Columns/Opinions

SUNDAY SCRIPTURES FOR FEB. 22 | God’s love frees us to to live a more radical life of service and generosity

During Lent, we are called to voluntarily empty ourselves and deepen our prayer life

An image of Father Donald Wester
Father Donald Wester

We have gotten into the habit of deciding who the good people are and who the bad people are. We pretend that some of us are sinners and others are saints. The truth is, we are all sinners in need of God’s mercy and love. Until we get to the point where we can say who we are, we will never see others in the true light of God’s love. As long as we have to make other people the scapegoats for sin, we will always have a hard time recognizing sin in ourselves. We’ll always make sure that somebody else’s sin looks bigger than ours. It gives us a good excuse to exclude them without excluding ourselves. The greatest gift is that God’s love excludes no one, except maybe the self-righteous. When we become infected with arrogance and self-righteousness, we believe that we need no one else’s help, including God.

The Scriptures for the first Sunday of Lent do their best to clear our eyes and hearts so we can acknowledge that we are sinners. We hear the Gospel story in which Jesus is led into the desert and tempted by the devil. Most of us know that story well, except maybe the details. The temptations in the desert are meant to focus on those areas of human existence where we are most easily tempted.

Turning stones into bread seems very tempting when any of us is very hungry or thirsty. Because of our modern conveniences, we want to avoid waiting for our wants to be satisfied. We would instead like some divine magic. We pretend as if we deserve that instant satisfaction because we’re such great people. The quenching of thirst and the satisfaction of hunger is possible for all people, if only we would learn to share what we have and trust in abundance. God has never been outdone in generosity, yet we doubt over and over again.

Many of us believe that if only we were given the power to make other people do what we wanted them to do, the world would be a much better place. We are the same people who can hardly keep our own lives together, yet we think we can run the world.
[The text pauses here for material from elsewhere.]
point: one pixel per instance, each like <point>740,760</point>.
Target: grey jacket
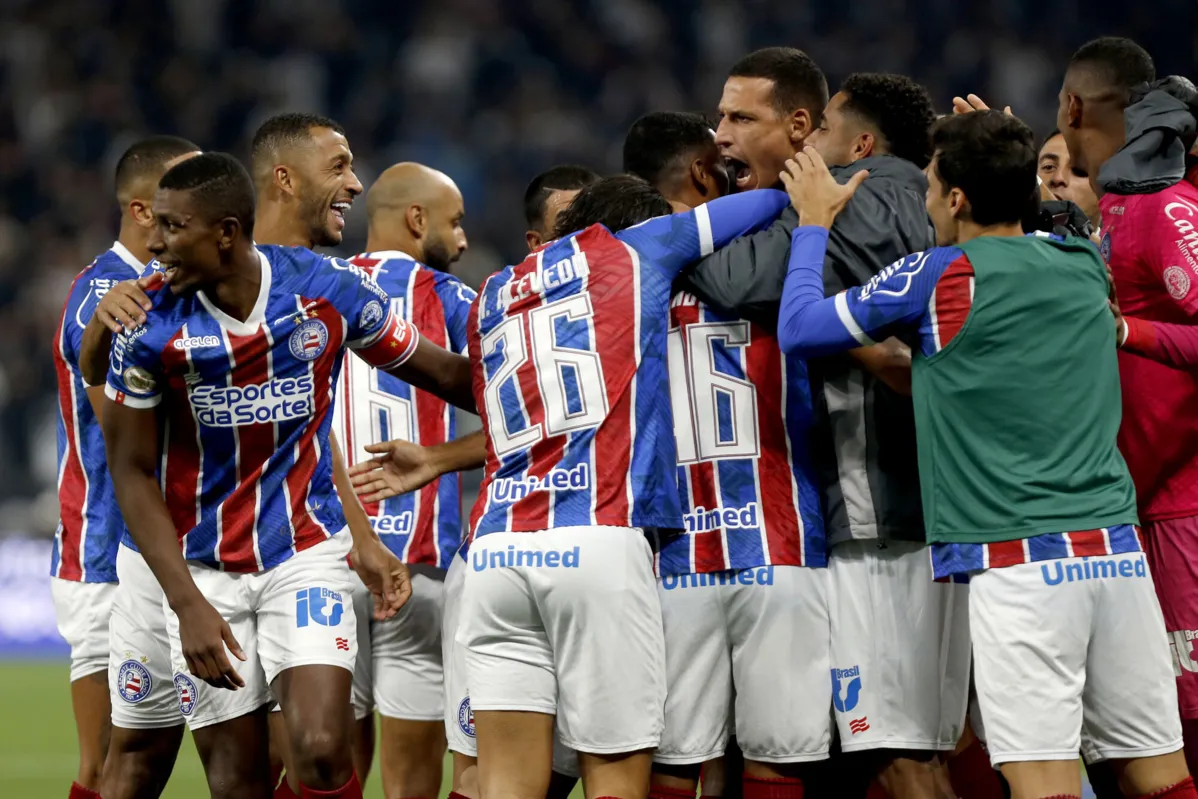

We have not been able to discipline our own lives, so we blame others. We think thoughts of manipulation and retribution. We think thoughts of explosion and domination. Somehow, we think that acting in these ways will bring about order, peace and tranquility. If we are honest, we just want things to go our way. We are tempted by power and manipulation.
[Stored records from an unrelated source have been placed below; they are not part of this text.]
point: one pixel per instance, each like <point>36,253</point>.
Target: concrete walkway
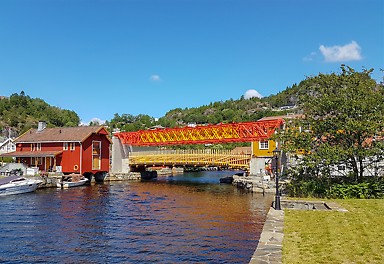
<point>269,249</point>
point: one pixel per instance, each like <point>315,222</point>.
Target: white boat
<point>71,182</point>
<point>17,184</point>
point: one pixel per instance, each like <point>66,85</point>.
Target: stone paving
<point>269,249</point>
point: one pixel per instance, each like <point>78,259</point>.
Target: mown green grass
<point>356,236</point>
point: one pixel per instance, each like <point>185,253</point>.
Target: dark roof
<point>25,154</point>
<point>60,134</point>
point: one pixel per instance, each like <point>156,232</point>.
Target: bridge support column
<point>120,158</point>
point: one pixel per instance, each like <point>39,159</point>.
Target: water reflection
<point>168,220</point>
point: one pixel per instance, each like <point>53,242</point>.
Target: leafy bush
<point>341,188</point>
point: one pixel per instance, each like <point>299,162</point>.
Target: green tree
<point>342,124</point>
Assuming God’s love and mercy is something we should be able to do, but it shouldn’t be the shield that keeps us from seeing the plight of others. The strength and security that God’s love and mercy give us is meant to free us to focus our attention on how to live a more radical life of service, love and generosity. Our lives should open up to a wider horizon of connections between all of God’s creation. Say no to the great temptations that Jesus experienced in the desert, which opened Him to the wider horizon of all of humanity.

During this season of Lent, we are called in a very habitual way to voluntarily empty ourselves, deepen our relationship with God through prayer, notice the needs of others and respond to them generously. Whatever practices we might habitually initiate during this season, make sure that they are somehow connected to the call of Lent. Be with Jesus in the desert, be with Jesus on the Mount of Transfiguration, be with Jesus on the cross, into the grave and into the resurrection. This journey will come through the cross, whether we like it or not.